Using spectrally-selective radiofrequency pulses to enhance lactate signal for diffusion-weighted MRS measurements in vivo

Measurement of lactate diffusion properties using diffusion-weighted magnetic resonance spectroscopy in vivo may allow elucidating brain lactate cellular compartmentation, which would be of great importance for neuroscience. However, measuring lactate signal is complicated by low signal-to-noise ratio due to low lactate concentration and J-modulation of its 1.3 ppm peak. In this work, we assess the benefits of using a diffusion-weighting spin echo block and spectrally selective refocusing pulses to suppress the effect of J-coupling on the 1.3 ppm lactate resonance, by not refocusing its coupling partner at 4.1 ppm. Two different kinds of spectrally selective pulses, either polychromatic or single-band, are evaluated in the mouse brain at 11.7 T. Almost complete suppression of J-modulation is shown, resulting in an approximately two-fold signal increase as compared to a reference STE-LASER sequence (for the specific diffusion times used in this work). Repeated measurements confirm that lactate diffusion-weighted signal attenuation is measured with an approximately twofold precision. (C) 2021 The Authors.

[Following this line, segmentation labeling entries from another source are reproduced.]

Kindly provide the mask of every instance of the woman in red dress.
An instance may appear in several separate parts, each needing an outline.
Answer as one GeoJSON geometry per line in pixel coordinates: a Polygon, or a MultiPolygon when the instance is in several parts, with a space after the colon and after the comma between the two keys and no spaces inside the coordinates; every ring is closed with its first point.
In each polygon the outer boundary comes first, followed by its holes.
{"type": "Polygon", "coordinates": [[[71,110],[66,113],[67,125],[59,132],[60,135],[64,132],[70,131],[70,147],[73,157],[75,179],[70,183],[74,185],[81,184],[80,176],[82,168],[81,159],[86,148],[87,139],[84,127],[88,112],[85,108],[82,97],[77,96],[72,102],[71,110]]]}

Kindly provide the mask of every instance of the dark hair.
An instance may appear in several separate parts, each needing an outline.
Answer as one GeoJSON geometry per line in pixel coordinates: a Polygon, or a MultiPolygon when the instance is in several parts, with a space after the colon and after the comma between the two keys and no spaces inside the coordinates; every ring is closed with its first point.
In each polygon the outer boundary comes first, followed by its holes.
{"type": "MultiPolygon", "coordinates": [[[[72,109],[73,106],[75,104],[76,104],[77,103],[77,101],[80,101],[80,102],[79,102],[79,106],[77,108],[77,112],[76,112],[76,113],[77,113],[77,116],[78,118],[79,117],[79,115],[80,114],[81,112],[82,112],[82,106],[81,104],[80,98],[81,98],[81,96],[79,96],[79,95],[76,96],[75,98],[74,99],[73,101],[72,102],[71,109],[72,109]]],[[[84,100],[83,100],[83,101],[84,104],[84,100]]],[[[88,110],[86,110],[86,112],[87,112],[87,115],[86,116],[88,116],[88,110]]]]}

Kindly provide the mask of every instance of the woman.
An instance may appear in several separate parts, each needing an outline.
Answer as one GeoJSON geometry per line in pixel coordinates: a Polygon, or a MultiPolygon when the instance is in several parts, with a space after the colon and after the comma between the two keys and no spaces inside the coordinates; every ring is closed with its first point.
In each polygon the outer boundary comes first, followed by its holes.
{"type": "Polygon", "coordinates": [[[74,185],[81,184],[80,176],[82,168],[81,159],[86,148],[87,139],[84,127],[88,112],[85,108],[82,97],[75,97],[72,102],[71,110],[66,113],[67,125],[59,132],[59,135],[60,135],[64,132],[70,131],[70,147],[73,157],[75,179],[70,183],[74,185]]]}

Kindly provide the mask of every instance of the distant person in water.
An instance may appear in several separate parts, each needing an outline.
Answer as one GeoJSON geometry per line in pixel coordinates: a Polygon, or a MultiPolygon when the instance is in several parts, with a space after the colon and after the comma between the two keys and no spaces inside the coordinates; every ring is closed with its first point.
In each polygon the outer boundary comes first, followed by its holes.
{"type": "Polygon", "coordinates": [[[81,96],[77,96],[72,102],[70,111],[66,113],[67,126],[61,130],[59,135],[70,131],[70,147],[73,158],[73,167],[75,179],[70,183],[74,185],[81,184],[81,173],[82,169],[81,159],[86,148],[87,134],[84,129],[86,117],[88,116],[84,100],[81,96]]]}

Published by Elsevier Inc. This is an open access article under the CC BY license (http://creativecommons.org/licenses/by/4.0/).

Automated summary

The use of diffusion-weighted spin echo block and spectrally selective refocusing pulses can effectively suppress J-coupling effects, leading to approximately two-fold increase in lactate signal. Repeated measurements confirm that lactate diffusion-weighted signal attenuation is measured with an approximately twofold precision.